A minimal project layout the PO scaffolds:
```
my-project/ # its own repo; knows nothing about the PO
agents.toml # harness config (this schema)
engine/ # this repo as a pinned submodule
prompts/ # role prompts + kickoff template
machine-docs/ # the loop pair's coordination files (STATUS/REVIEW/inboxes)
.ao-state/ # runtime state + logs (gitignored)
.env # project creds (never in git)
```
Run it by hand with `engine/agents.py up --config agents.toml`.
---
## Nix
A `flake.nix` provides a reproducible devShell with the runtime deps (`python311` for stdlib
`tomllib`, plus `tmux` and `git`):
```bash
nix develop # enter the shell
nix develop -c python3 agents.py selftest # or run one command in it
nix flake check # evaluate + build the devShell
```
The agent CLIs themselves (`claude`, `opencode`) are **external, non-Nix tools** — install them
per their own docs and make sure they are on `PATH` before launching live agents. The devShell
documents this in its banner.
---
## Adding things
- **Add an agent** — add an `[[agent]]` block; `agents.py up <name>`. No code change.

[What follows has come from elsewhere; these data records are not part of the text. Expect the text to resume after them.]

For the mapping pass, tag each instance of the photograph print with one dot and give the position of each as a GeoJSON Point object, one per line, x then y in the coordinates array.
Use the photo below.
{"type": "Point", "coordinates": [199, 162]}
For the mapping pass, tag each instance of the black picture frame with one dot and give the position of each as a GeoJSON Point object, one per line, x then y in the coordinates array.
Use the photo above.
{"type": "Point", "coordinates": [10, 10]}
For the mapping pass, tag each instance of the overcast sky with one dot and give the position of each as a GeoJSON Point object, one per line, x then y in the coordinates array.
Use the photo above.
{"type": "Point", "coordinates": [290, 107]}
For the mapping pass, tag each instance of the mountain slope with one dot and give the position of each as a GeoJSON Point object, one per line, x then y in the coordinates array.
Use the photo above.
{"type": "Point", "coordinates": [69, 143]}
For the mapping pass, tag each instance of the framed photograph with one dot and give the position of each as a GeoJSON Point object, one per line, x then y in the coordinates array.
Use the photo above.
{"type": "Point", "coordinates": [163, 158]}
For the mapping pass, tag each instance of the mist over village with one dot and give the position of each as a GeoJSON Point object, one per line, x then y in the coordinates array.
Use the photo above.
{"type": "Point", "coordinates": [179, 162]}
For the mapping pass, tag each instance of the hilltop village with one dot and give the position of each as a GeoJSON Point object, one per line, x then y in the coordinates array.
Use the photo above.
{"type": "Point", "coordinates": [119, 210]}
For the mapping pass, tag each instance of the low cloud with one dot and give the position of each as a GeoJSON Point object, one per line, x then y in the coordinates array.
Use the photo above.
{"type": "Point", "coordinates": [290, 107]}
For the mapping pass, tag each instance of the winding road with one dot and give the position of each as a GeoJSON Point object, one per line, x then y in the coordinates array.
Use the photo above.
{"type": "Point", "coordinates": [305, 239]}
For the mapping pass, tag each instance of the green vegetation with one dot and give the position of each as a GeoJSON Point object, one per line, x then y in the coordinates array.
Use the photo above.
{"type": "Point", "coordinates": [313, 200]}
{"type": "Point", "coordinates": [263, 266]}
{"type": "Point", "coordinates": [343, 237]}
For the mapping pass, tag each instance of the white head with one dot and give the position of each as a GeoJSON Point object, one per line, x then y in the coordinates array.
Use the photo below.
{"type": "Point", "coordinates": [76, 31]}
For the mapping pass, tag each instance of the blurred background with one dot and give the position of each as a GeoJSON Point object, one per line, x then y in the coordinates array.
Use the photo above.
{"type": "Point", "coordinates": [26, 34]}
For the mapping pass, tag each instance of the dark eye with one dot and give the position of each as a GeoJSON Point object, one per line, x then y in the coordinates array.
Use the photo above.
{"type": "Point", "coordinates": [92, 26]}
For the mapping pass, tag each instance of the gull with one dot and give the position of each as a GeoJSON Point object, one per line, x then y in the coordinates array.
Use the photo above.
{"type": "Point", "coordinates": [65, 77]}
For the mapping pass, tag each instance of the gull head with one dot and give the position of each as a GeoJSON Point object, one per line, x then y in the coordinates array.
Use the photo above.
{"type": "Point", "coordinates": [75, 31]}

- **Add a backend** — add a `[backend.<name>]` block (`bin`, `prompt_delivery`, the regexes);
point an agent at it with `backend = "<name>"`.
- **Add / append a phase** — add an entry to `[loop].phases`; the watchdog advances into it
automatically (clearing a stale `SEQUENCE-COMPLETE` if the sequence had finished).
- **Change a model or backend** — edit the field (or a phase's `models = {}`), then
`agents.py down <name> && agents.py up <name>`. The watchdog re-reads the file; it won't fight you.